1. Guide numbers, strobe power, and the Guide Number formula

When you can't rely on TTL strobe control, what are your alternatives? Manual control is really the only other way to control your strobe. So let's jump right in.

Here's the basic situation: your strobe dumps all of its light while the shutter is open. There's no other way the system can work. Click here if you want to know why. So how can you control how much light reaches the film from your strobe? Basically, there are three ways. One way is with your lens aperture. You have to set the shutter speed for a range that syncs with the strobe, but the aperture is completely under your control. The smaller the aperture, the less strobe light gets to the film. The second way is by changing the distance between you and your subject. I don't know if you remember high school physics or not, but the intesity of light falls of like the square of the distance from the source. The same applies to your strobe light. If you take a picture from twice as far away, your strobe will have one quarter the effect. Three times farther away? One ninth the effect. You get the idea. So you can change the distance between you and your subject to change the effect of the strobe. The third way is possible only with more complex and expensive strobes: you can dial back the strobe power. Some strobes come with a knob where you set how much light you want from the strobe: full power, 1/2 power, 1/4 power, 1/8 power, etc.

But let's ingore that power dial for a minute, and pretend that we have a fixed-power strobe. How do we know what aperture and shutter speed to use for any given picture? First of all, forget the shutter speed for now. As long as it's within the sync speed range for your camera, you'll be OK. Then how do we know what aperture to use? The answer is to use a formula that applies to all strobes, and a number called the Guide Number (GN). The guide number for your strobe should be stated by the manufacturer. If the manufacturer is Ikelite, that Guide Number will probably be reliable. If the strobe was made by someone else, you'll probably have to take their guide numbers with a grain of salt; my experience is that many manufacturers over-rate their guide numbers, sometimes dramatically. This is probably a marketing ploy.

The guide number is a number that tells you what aperture setting to use for the strobe-to-subject distance of your picture (or vice versa). The formula is

GN = aperture * distance.

The higher the guide number, the stronger the strobe. For example, the guide number for my Ikelite SubStrobe 200 is around 40, in feet for ISO 100 film. The GN for my Ikelite SubStrobe 50 units is 28. Why is the guide number for the SS-200 only 1.4 times as much as the GN for the SS-50, when the SS-200 is supposedly 4 times as powerful as the 50? Because the 50 concentrates its light into a relatively narrow cone with an opening angle of around 70 degrees. The SS-200 spreads its light out into a 100-degree cone.
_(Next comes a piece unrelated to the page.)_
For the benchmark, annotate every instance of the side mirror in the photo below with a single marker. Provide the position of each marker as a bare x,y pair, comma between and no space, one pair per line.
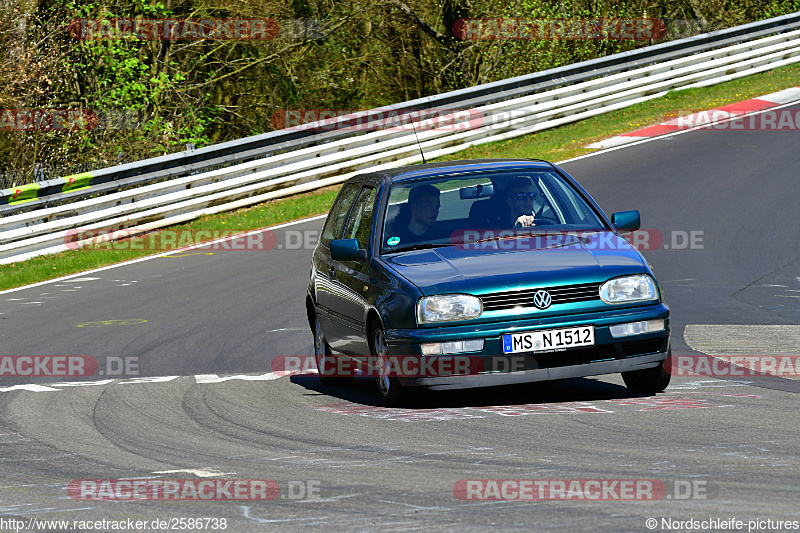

That means the 200 can "cover" a much wider lens than the 50. Since you've got more area to cover, the effective brightness of the light goes down.

So how do we use the Guide Number formula? How about I show you some examples. In all the examples below, let's just assume I'm using my SS-200, with a guide number of 40. Its actual guide number is 38, but 40 makes for easier calculating.

Let's say my subject is 5 feet from my strobe. To calculate the proper aperture, I re-arrange the GN formula from above like this:

aperture = GN / distance.

Now I solve for the aperture: aperture = 40/5 or f/8. If the subject is 3 feet, I set it to 40/3 = f/13. Now f/13 isn't a regular stop, so I'd shoot one at f/11 and another at f/16, and hope for the best.

But what if I have set my aperture to some value (say, for proper background exposure, or depth of field, or whatever) and I don't want to re-set that? Can I use the guide number formula to tell me what distance I need to be from the subject? Sure, but I need to re-write the formula again:

distance = GN / aperture.

Let's try another example. Let's say I've picked 1/60 sec and f/8 for my exposure settings. I have the same GN 40 strobe. Where do I need to be relative to the subject? Use the formula: distance (in feet) = 40/8 = 5 feet away. If I had my aperture set to f/11, I'd need to close in to 40/11 = 3.6 feet.

There's an easy way to remember all of this: if you have the aperture, divide it into the guide number to get your distance. If you have the distance, divide that into the guide number to get an aperture.

Hey, wait a second! In the section on setting shutter speeds and apertures, we talked about how you have to set both of them in order to get a good exposure. Why are we only talking about apertures in this section on strobes? Doesn't the shutter speed have something to do with it? No. As long as the shutter speed is in the strobe sync range for your camera, the shutter speed is irrelevant as far as the strobe goes. If you really want to know why, click here.

Are we clear on how to use the guide number? Then let's look at how to adjust the guide number for other situations than feet and 100-speed film.

2. Adjusting the GN formula for metric system or different film speeds

Why do manufacturers say things like "in feet for ISO 100 film" when they give you a guide number? Because of the guide number formula. Let's think about the GN-40 strobe we've been using all along. If I used a GN of 40 and told you the answer was in meters, what would happen? Well, you'd do that last calculation and decide that the right distance was 3.6 meters. Uh, converts to 11.7 feet, when we know the right answer was 3.6 feet.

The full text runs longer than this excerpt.